Anne McCaffrey tricked me into reading science fiction.
I was twelve and combing through the school library. I had just been teased by two boys and I was upset. I wanted to read a good, fun fantasy about dragons to distract myself from my troubles.
I walked out of the library with this edition of Dragonsong, which looked very fantastical. A red-head in old-fashioned dress, lots of little dragons, and it mentioned magic and music on the back cover. Sounded great. And during my history class, instead of paying attention, I read the book under my desk (Sorry, 7th grade history teacher whose name I forget).

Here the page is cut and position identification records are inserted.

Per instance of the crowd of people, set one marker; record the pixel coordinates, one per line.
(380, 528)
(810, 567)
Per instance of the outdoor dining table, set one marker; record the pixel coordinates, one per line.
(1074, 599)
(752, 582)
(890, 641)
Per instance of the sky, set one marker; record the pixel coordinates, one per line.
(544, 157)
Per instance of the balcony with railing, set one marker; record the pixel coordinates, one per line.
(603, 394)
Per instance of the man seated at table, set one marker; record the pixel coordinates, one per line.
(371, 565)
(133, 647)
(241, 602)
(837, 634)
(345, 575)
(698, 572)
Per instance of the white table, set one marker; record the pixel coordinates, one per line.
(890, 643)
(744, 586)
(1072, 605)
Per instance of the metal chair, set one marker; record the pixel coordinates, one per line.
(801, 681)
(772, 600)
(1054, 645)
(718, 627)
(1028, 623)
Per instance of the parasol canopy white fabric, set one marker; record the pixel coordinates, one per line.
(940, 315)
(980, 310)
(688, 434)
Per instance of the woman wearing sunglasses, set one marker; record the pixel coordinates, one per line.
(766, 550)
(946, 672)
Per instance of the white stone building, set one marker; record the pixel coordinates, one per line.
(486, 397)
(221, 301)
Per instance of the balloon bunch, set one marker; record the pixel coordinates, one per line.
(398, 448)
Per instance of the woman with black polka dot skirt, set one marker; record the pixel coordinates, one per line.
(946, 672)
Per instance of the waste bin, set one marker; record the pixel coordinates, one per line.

I was slow on the uptake. It took me a few books until I realized I was reading science fiction–it was set on another world, people had come to settle it via spaceship, and the dragons were native aliens and the Thread a danger from the stars. I was shocked. Before that point, I had refused to read science fiction. I thought it was lame and boring, though I couldn’t tell you why. I just didn’t like it, mainly because I’d never read it.
But once I discovered that you could have science fiction with a more fantasy feel, I grew into it. I read all of the Pern books and several of her more obvious science fiction titles, such as the Acorna series, although they still had a rather fantastic feel.

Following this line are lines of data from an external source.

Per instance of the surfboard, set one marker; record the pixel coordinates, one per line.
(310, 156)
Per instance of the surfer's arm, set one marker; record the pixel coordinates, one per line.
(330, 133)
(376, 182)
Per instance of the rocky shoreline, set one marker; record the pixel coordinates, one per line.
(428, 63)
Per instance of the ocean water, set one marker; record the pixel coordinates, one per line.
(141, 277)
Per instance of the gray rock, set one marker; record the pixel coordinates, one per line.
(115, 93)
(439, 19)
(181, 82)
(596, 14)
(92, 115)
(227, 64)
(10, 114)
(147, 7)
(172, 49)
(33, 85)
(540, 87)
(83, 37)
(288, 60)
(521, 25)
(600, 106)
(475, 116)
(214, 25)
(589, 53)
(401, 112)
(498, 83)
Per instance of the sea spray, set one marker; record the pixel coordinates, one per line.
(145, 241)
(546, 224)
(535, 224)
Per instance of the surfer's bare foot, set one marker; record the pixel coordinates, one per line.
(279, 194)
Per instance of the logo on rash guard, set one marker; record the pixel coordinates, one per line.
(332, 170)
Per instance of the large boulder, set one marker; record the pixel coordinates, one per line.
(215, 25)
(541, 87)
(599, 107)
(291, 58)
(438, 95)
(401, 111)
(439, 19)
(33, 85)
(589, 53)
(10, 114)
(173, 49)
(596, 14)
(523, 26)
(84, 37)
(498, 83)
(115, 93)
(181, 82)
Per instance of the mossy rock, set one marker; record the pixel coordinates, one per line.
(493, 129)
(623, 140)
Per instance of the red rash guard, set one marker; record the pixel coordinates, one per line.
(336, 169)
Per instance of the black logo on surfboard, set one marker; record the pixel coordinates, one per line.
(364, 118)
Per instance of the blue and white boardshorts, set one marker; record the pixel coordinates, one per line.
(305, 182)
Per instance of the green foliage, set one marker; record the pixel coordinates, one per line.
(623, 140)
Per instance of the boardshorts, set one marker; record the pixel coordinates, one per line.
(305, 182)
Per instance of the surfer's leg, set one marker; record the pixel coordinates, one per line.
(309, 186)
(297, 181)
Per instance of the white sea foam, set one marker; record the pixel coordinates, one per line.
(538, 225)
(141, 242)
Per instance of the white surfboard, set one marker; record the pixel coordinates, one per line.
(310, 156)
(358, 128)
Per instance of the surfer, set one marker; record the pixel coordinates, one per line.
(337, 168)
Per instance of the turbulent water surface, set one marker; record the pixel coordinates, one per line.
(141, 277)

For about two years I read mainly Anne McCaffrey, Mercedes Lackey, and Tamora Pierce, with the very slight deviation now and again. They were all so prolific and told the stories I wanted to read at the time, so I always knew what I was going to get. But out of McCaffrey, I found a love for science fiction and was more willing to take risks with my reading, enough so that by age 16 I was reading hard science fiction every now and again.
I was saddened to hear of her passing yesterday.
So thank you for tricking me, Anne McCaffrey. I haven’t read your books in years, but they were utterly formative for me. I think a re-read of Dragonsong and the rest of the Harper Hall trilogy is in order.